El radiocasete del señor Antonio
En cuanto pudimos a salir de casa después de las semanas más estrictas del confinamiento, empezamos a echar en falta a algunas personas. Y no han sido pocos los que se han acercado al Forn del Padró y a la cafetería New Orleans que hay en la plaza frente al Centre Cívic Can Basté a preguntar por el señor Antonio, aquel hombre que solía sentarse en el murete con su radiocasete y se ponía a escuchar música a pleno sol. “Hace mucho que no lo vemos. Desde antes del coronavirus. Dicen que estaba malito”, era la respuesta más habitual.
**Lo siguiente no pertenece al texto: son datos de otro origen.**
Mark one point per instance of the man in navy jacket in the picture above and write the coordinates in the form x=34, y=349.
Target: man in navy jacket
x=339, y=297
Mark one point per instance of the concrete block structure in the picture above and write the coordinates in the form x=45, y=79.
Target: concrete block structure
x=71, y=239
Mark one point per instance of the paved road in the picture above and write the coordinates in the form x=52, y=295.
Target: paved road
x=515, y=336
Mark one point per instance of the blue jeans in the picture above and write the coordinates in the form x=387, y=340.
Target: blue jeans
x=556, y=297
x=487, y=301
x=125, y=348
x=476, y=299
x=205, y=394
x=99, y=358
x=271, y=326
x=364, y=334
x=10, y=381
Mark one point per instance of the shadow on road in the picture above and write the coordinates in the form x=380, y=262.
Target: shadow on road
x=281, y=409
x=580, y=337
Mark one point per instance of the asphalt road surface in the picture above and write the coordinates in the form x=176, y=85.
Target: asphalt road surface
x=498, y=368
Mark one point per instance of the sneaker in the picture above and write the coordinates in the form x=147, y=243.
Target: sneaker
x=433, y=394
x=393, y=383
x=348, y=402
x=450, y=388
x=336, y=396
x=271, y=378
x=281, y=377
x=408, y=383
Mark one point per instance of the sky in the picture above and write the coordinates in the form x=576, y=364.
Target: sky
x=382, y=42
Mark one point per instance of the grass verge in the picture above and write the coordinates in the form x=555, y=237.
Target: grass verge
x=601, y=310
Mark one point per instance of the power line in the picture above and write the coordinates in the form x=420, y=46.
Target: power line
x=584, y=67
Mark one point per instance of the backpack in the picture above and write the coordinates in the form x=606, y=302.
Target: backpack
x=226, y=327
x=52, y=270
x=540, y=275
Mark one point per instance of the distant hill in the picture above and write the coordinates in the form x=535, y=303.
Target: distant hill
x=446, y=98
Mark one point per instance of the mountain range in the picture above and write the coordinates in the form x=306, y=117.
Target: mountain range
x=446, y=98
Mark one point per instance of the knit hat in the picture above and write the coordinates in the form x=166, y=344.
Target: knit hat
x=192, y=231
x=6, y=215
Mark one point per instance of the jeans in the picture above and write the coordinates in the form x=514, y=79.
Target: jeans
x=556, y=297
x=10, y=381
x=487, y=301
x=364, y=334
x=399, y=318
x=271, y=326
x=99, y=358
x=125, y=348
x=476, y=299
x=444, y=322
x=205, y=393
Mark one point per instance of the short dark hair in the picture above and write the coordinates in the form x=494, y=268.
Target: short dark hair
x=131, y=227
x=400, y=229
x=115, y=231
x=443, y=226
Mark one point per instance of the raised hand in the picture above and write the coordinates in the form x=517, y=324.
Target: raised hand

El señor Antonio era un elemento fundamental del paisaje de Vilapicina y el Turó de la Peira. Del paisaje sonoro. “Yo salgo como los toros: si el tiempo y la autoridad lo permiten”, bromeaba. Y la clientela del mercado de la Mercè, en Virrei Amat, sabía que lo encontraría allí: con su carro de la compra lleno de casetes, su cenicero plateado y aquel Aiwa de segunda mano que adquirió por 19 euros después de que se le estropease el anterior. Muchas cintas tragaba su radiocasete. De salsa y de flamenco, de los Panchos y de los Platters, de Nino Bravo y de los de Palacagüina. Hasta una de las Baccara. “No, esa está grabada encima”, aclaraba a quien le preguntase. “En una cara hay Lola Flores y en la otra, Peret”. De quien más casetes tenía era de Manolo Escobar.
Fonoteca comunitaria
Él prefería escuchar la música al aire libre porque era más entretenido que hacerlo en casa. No pedía dinero, por supuesto. Y nadie se lo ofrecía. Eso sí, a menudo aparecían vecinas con bolsas llenas de casetes: de villancicos, de Mahalia Jackson, de Mocedades, de El Cabrero… Antes de deshacerse de ellos, preferían donarlos a esta fonoteca comunitaria. Así tendrían una dorada jubilación, sonando a pleno sol ante nuevas audiencias. “Yo toco todas las cintas que me dan, pero si no me gustan, las tiro”, advertía, sobrepasado por tanta donación.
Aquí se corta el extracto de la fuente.